Larry Ellison seems to have hijacked every power lane in America (tech, politics, and Hollywood) all at once. The 81-year-old billionaire, Oracle’s co-founder and current CTO, became the richest person in the world for a day last week after Oracle shares exploded on the back of massive AI contracts.
The key driver? A huge new partnership with OpenAI, plus over $455 billion in signed contracts tied to cloud and artificial intelligence.
That earnings report triggered Oracle’s biggest single-day gain since 1992. Larry, who owns around 40% of the company, shot up to a net worth of $363 billion, briefly overtaking Elon Musk, as Cryptopolitan previously reported.
And he’s doing it all with Donald Trump’s backing. At a White House event in January, Trump appeared with Larry to announce Stargate, a $500 billion AI data center venture between Oracle, OpenAI, and SoftBank. Larry stood on stage next to Trump, Sam Altman, and Masayoshi Son.
Larry told former U.K. Prime Minister Tony Blair at a Dubai summit in February, “AI is a much bigger deal than the Industrial Revolution, electricity and everything that’s come before.”
Right after that Oracle earnings bombshell, The Wall Street Journal reported the Ellison family is now preparing a majority-cash bid for Warner Bros. Discovery.
That would combine Paramount Global, already taken over by Larry’s son David Ellison, with another entertainment giant, creating a new super-conglomerate controlling Paramount+, HBO Max, and two of Hollywood’s biggest studios.
David is running Skydance Media, which merged with Paramount to form this new powerhouse. But it’s Larry who controls the entities that own it. The same week the Warner Bros. news leaked, it also came out that David is pursuing an acquisition of the Free Press, the digital news site founded by Bari Weiss.
Talks are underway to give Bari a leading editorial role at CBS News, which Skydance now owns under its new setup. David has also installed Trump ally Kenneth Weinstein as CBS News ombudsman, tightening his grip on the editorial direction.
Trump himself called David “a great man” after reaching a $16 million legal settlement with CBS over a “60 Minutes” episode. While Larry was once a supporter of Bill Clinton, he now sits comfortably in Trump’s orbit. In 2020, he even hosted a fundraiser for Trump at his estate, but didn’t show up personally.
The TikTok angle is just as loud. Larry’s been circling TikTok since 2020, when Trump tried to force its Chinese parent ByteDance to sell off U.S. operations. Biden signed a TikTok ban in 2024, but Trump returned to office and paused enforcement while trade talks with China continued.
At the White House event in January, Trump was asked about Elon buying TikTok. He said, “I’d be fine with that… I’d like Larry to buy it, too.”
Even after handing over the CEO title, Larry’s still running things. People inside Oracle say he leads weekly development meetings and keeps a tight partnership with CEO Safra Catz.
In 2024, it bought health-data company Cerner for $28.3 billion, and Larry used that to explain his long-term strategy. “Healthcare was the only big problem Elon left us,” he said at the Oracle Health Summit.

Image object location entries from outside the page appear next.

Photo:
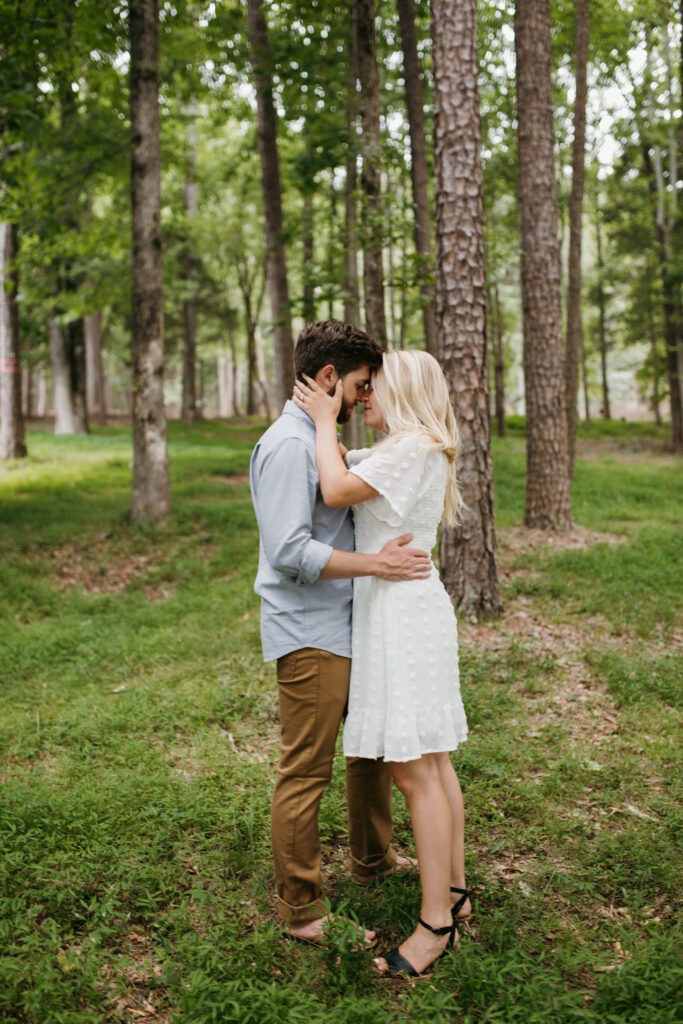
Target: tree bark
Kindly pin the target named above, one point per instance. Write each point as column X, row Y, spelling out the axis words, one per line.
column 94, row 369
column 499, row 368
column 12, row 444
column 371, row 148
column 468, row 552
column 307, row 232
column 61, row 395
column 351, row 296
column 188, row 413
column 152, row 494
column 267, row 147
column 419, row 172
column 574, row 326
column 602, row 327
column 548, row 503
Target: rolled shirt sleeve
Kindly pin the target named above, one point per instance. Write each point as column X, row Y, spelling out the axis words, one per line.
column 285, row 503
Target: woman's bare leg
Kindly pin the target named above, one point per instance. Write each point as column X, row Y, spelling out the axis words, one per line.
column 455, row 797
column 420, row 781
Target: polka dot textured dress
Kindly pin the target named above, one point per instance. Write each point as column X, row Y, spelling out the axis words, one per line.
column 404, row 694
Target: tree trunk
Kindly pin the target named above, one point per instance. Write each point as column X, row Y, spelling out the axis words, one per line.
column 61, row 394
column 584, row 374
column 12, row 444
column 419, row 172
column 499, row 367
column 468, row 552
column 351, row 298
column 548, row 503
column 602, row 327
column 371, row 147
column 94, row 369
column 267, row 147
column 653, row 349
column 188, row 271
column 307, row 232
column 574, row 327
column 353, row 431
column 152, row 494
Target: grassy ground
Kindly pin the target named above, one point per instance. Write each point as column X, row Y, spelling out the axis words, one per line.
column 139, row 739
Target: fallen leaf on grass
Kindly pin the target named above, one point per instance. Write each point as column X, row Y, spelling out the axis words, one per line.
column 640, row 814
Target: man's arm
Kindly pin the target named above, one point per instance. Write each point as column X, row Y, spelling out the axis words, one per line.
column 395, row 561
column 284, row 503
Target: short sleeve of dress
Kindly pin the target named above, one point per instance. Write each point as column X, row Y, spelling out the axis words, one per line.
column 401, row 473
column 355, row 456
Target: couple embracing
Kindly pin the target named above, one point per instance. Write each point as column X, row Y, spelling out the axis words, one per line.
column 381, row 651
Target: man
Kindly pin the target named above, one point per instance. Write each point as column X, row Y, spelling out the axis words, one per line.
column 306, row 564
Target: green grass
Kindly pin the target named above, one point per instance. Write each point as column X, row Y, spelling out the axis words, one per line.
column 139, row 742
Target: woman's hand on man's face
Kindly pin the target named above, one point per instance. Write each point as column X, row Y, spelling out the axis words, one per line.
column 315, row 400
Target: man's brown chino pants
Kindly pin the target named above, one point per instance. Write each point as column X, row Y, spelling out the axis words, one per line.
column 313, row 691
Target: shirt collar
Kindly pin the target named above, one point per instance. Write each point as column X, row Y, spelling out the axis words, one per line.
column 292, row 410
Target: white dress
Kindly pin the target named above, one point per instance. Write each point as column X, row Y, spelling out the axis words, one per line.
column 404, row 694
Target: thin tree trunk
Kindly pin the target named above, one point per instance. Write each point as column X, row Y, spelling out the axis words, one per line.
column 584, row 374
column 307, row 231
column 653, row 350
column 61, row 396
column 12, row 444
column 351, row 298
column 94, row 368
column 371, row 146
column 499, row 374
column 267, row 147
column 419, row 172
column 152, row 494
column 188, row 271
column 468, row 552
column 548, row 503
column 574, row 327
column 602, row 327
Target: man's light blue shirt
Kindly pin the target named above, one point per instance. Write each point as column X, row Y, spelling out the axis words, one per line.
column 298, row 534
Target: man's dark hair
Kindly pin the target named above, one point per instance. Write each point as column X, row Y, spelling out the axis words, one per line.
column 343, row 345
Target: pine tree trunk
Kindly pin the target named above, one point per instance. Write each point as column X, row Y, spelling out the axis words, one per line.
column 267, row 147
column 188, row 412
column 548, row 503
column 307, row 232
column 152, row 494
column 467, row 553
column 371, row 147
column 602, row 327
column 351, row 298
column 574, row 327
column 94, row 368
column 584, row 374
column 61, row 395
column 499, row 364
column 419, row 172
column 12, row 444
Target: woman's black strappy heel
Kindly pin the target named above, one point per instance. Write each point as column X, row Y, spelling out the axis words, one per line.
column 400, row 968
column 461, row 902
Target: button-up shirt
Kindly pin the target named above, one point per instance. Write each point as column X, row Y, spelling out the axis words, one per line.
column 298, row 534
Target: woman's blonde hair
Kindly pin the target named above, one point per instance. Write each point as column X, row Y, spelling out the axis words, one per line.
column 412, row 390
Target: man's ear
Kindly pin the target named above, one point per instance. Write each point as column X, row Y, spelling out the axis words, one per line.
column 327, row 376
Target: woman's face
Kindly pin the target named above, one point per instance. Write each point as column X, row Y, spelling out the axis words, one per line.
column 374, row 415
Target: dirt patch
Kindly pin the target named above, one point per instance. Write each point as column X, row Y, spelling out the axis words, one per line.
column 96, row 572
column 144, row 999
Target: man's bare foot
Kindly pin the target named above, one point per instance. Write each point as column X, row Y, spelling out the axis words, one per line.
column 400, row 865
column 421, row 950
column 314, row 932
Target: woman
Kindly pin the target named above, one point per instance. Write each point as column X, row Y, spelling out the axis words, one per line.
column 404, row 701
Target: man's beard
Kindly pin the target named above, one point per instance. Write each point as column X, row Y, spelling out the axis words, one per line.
column 344, row 414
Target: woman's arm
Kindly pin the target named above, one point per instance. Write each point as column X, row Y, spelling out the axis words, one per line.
column 338, row 486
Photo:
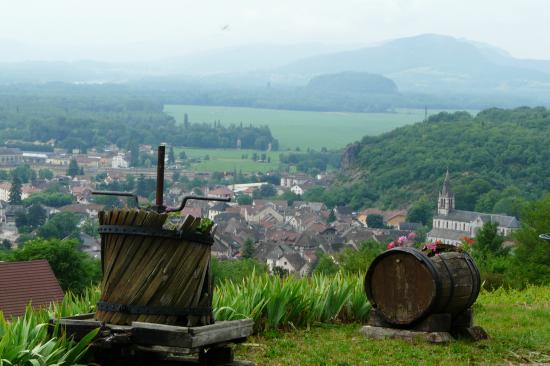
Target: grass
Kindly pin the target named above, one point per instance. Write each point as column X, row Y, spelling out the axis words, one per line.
column 221, row 160
column 25, row 340
column 303, row 129
column 315, row 321
column 518, row 323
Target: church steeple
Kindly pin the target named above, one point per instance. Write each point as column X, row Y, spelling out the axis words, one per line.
column 446, row 202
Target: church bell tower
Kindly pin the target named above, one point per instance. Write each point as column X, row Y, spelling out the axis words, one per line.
column 446, row 202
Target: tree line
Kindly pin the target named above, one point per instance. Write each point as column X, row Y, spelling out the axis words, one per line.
column 96, row 120
column 497, row 160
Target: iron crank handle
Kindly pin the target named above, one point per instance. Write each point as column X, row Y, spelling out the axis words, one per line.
column 116, row 193
column 198, row 198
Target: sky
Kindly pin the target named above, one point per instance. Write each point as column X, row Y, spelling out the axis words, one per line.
column 138, row 30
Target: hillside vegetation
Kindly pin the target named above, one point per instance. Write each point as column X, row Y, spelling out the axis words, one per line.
column 300, row 321
column 496, row 159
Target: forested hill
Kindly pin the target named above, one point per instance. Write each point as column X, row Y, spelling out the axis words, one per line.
column 496, row 159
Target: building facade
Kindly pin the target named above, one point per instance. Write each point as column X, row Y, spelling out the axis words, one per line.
column 450, row 225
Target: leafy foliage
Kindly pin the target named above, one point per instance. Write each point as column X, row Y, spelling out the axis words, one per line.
column 74, row 269
column 280, row 302
column 60, row 225
column 532, row 255
column 493, row 151
column 78, row 120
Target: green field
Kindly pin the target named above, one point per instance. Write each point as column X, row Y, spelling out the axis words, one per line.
column 221, row 160
column 300, row 128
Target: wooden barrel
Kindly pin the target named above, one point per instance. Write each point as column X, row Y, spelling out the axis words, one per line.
column 151, row 274
column 405, row 285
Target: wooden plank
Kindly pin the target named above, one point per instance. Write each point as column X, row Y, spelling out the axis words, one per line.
column 160, row 327
column 167, row 349
column 221, row 335
column 81, row 316
column 221, row 325
column 408, row 335
column 160, row 334
column 191, row 337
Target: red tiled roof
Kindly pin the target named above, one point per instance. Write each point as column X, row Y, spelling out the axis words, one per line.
column 193, row 211
column 22, row 283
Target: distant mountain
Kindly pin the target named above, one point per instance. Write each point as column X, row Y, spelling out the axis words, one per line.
column 435, row 63
column 493, row 157
column 353, row 82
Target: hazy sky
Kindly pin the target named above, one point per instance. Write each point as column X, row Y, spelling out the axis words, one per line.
column 132, row 29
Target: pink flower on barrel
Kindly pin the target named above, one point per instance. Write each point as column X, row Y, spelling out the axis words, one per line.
column 401, row 241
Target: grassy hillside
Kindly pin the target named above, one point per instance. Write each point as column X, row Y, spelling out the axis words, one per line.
column 303, row 129
column 228, row 160
column 315, row 321
column 499, row 154
column 518, row 323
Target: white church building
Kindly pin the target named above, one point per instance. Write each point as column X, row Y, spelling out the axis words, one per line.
column 450, row 226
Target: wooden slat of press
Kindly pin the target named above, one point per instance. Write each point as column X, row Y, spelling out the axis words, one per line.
column 128, row 271
column 111, row 290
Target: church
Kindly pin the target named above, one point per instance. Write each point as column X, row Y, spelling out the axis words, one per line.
column 450, row 226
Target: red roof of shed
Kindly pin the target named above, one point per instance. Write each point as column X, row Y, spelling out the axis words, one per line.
column 22, row 283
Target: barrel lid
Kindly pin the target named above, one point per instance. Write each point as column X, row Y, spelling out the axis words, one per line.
column 402, row 284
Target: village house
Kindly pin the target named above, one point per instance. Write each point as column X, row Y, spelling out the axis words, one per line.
column 34, row 158
column 118, row 162
column 24, row 283
column 10, row 156
column 296, row 189
column 287, row 259
column 451, row 226
column 289, row 181
column 221, row 192
column 217, row 209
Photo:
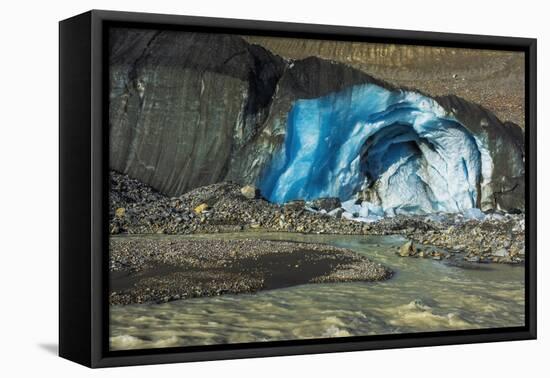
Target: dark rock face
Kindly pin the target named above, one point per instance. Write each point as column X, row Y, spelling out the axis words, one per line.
column 182, row 102
column 192, row 109
column 505, row 140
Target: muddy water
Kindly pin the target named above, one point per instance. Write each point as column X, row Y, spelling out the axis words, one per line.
column 423, row 295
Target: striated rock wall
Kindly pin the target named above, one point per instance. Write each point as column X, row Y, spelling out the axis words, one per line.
column 191, row 109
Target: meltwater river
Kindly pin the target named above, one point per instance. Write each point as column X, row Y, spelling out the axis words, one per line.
column 423, row 295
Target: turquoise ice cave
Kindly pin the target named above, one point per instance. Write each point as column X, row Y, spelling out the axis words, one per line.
column 400, row 149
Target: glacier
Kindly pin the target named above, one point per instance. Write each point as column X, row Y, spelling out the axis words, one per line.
column 397, row 150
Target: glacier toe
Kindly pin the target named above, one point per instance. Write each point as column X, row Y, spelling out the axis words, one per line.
column 398, row 151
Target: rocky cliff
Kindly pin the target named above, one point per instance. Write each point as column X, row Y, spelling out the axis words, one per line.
column 191, row 109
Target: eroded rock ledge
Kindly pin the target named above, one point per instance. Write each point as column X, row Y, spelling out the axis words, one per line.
column 138, row 209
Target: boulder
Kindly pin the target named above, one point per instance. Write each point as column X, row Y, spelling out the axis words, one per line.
column 327, row 203
column 407, row 249
column 250, row 192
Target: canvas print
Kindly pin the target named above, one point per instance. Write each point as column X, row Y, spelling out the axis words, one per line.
column 266, row 189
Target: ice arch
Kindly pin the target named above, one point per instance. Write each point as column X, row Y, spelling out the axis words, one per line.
column 400, row 149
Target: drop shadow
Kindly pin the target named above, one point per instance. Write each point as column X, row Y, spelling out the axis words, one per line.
column 51, row 348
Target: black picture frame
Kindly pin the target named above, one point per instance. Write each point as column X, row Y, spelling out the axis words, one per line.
column 83, row 195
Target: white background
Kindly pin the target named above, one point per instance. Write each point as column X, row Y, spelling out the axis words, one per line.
column 29, row 186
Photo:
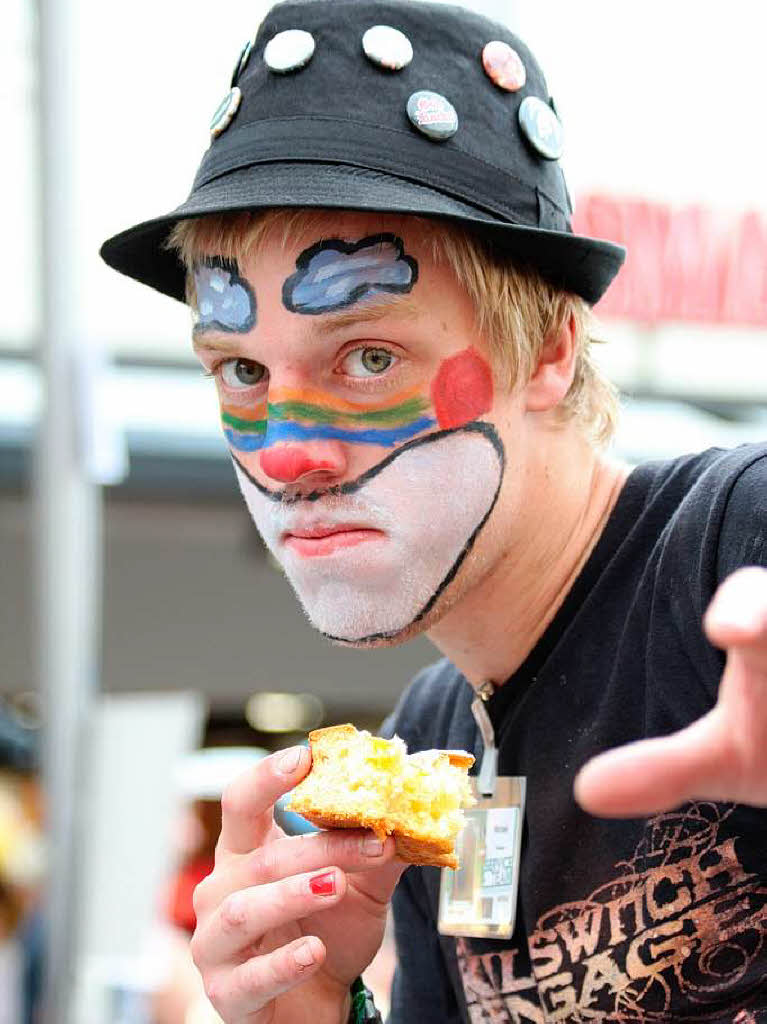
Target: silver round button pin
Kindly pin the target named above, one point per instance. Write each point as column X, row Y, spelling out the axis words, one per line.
column 289, row 50
column 541, row 127
column 242, row 62
column 432, row 115
column 387, row 47
column 225, row 112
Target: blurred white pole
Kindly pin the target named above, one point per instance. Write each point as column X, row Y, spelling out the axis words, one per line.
column 69, row 517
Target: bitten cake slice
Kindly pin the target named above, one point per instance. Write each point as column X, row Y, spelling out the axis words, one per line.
column 363, row 781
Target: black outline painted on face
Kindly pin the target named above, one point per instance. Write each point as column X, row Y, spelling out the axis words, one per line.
column 231, row 267
column 359, row 291
column 348, row 488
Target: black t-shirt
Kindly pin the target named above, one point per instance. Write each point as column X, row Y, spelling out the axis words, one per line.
column 642, row 920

Larry doesn’t hide his admiration for Elon Musk, often calling him an influence. When Elon needed investors for the $44 billion Twitter buyout, Larry texted him offering “a billion… or whatever you recommend.”
His Ellison Institute of Technology is directly inspired by Elon’s company network. The institute is working with Oxford University researchers using Oracle tech to find profitable solutions for climate change, food security, and more.
Larry’s obsession with control goes back decades, as Cryptopolitan detailed in an Op-ed by the same author. In 2000, during Microsoft’s antitrust scandal, he admitted to hiring investigators to dig into Microsoft’s ties to lobbyists and politicians. He called it his “civic duty.”
In the early 2000s, Larry got sued by shareholders after dumping $900 million in Oracle stock before earnings missed. He didn’t admit guilt but settled and donated $100 million to charity.
Larry started all this after dropping out of college twice, getting a job at Ampex, and working on a CIA database project named “Oracle.” He liked the name so much, he used it for his own startup in 1977. Oracle went public in 1986, and by the ’90s, he was a billionaire.